Jesus and the Victory of God

Yesterday I finished reading N.T. Wright’s “Jesus and the Victory of God.” My first reaction is summed up in one word: wow!

Wright is a bishop in the Church of England as well as one of the world’s leading New Testament scholars. It seems that in his ministry and scholarship he has managed to make just about everyone mad. He has angered evangelicals by his exegesis of “justification” in Romans and Galatians; he has angered modern gnostics by his insistence on the resurrection; and he has angered historians because of his take on the historical study of Jesus.

And that’s where “Jesus and the Victory of God” takes us. Wright is a historian by trade, so this book falls right into his wheelhouse. He takes the parable of the prodigal son as his model: the father is the Church; the elder son is theological orthodoxy; and the younger son is historical studies of Jesus. For many years, Wright claims, the younger son has wasted away his time with dissolute living (historical studies that attempt to improperly heighten or diminish certain aspects of Jesus’ ministry and vocation).

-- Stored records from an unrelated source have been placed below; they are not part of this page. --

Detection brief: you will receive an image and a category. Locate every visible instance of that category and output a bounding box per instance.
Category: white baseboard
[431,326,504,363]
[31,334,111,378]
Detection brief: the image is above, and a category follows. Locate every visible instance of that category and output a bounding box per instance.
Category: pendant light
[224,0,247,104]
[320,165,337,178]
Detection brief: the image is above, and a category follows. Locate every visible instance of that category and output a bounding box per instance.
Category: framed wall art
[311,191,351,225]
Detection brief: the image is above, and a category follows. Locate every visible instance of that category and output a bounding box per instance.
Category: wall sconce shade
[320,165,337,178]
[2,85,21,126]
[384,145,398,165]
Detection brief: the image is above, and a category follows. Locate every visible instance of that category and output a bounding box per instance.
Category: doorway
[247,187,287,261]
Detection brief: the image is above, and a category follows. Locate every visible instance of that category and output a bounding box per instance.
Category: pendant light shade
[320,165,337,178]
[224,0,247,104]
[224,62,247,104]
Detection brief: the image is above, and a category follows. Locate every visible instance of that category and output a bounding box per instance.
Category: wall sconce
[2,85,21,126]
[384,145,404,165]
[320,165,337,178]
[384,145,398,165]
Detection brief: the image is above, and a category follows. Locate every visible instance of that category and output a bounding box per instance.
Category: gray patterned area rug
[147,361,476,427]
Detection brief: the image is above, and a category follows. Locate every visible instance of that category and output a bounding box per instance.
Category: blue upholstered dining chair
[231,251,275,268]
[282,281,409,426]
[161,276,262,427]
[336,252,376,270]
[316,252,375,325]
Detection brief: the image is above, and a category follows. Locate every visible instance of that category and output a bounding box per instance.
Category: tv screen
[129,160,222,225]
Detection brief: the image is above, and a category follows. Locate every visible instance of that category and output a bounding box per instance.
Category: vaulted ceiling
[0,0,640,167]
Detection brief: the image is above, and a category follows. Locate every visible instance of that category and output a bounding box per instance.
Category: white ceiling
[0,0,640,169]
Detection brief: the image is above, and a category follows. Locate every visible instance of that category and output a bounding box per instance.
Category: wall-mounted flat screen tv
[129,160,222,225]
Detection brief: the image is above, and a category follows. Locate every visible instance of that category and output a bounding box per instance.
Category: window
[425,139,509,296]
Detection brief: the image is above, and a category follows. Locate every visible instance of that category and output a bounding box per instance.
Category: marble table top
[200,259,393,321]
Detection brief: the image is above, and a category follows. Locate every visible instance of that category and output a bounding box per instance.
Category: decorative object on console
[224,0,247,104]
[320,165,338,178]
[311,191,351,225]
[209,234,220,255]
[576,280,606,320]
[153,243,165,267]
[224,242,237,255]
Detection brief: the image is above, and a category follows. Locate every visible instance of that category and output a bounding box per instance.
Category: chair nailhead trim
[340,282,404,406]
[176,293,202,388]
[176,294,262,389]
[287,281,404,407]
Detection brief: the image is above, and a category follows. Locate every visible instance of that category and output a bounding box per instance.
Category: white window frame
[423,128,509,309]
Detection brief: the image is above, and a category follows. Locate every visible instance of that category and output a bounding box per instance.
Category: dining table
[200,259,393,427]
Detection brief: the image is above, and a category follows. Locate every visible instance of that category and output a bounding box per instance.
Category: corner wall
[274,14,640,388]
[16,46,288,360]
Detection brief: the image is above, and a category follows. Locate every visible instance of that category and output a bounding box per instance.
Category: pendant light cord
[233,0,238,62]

With this book, Wright claims that the younger son has returned. Wright offers a historical perspective on Jesus that is both academically sound and theologically compelling. Personally, I think he hits a home run in this book. It’s not for everybody (over 600 pages, a proliferation of footnotes, and it’s required to have some background in New Testament studies), and I’ll have to read it again, but wow.

If you’re not up for reading this uber-dense academic work, I highly recommend Wright’s more popular books: “Simply Christian,” “Surprised by Hope,” and “After You Believe.”

2 thoughts on “Jesus and the Victory of God

  1. Currently studying Wright’s (and Borg’s ‘The Meaning of Jesus’). He is a good read. Thanks for your perspectives on context for his writing. I have new respect for what he is saying.

  2. Hey Jimmy,

    Great write up here. I would only add that, for readers not ready to take the dive into a 600 page book on Jesus, they can still get his perspective in 200 or 250 pages, written in a less academic prose in the following two volumes

    Simply Jesus (


    The Challenge of Jesus (

    I\’ve only read Jesus and the Victory of God, but I would imagine that these two are basically distillations of the JVOG (judging from the tables of contents).

    Miss having you around, brother. Holy Comforter is in good hands!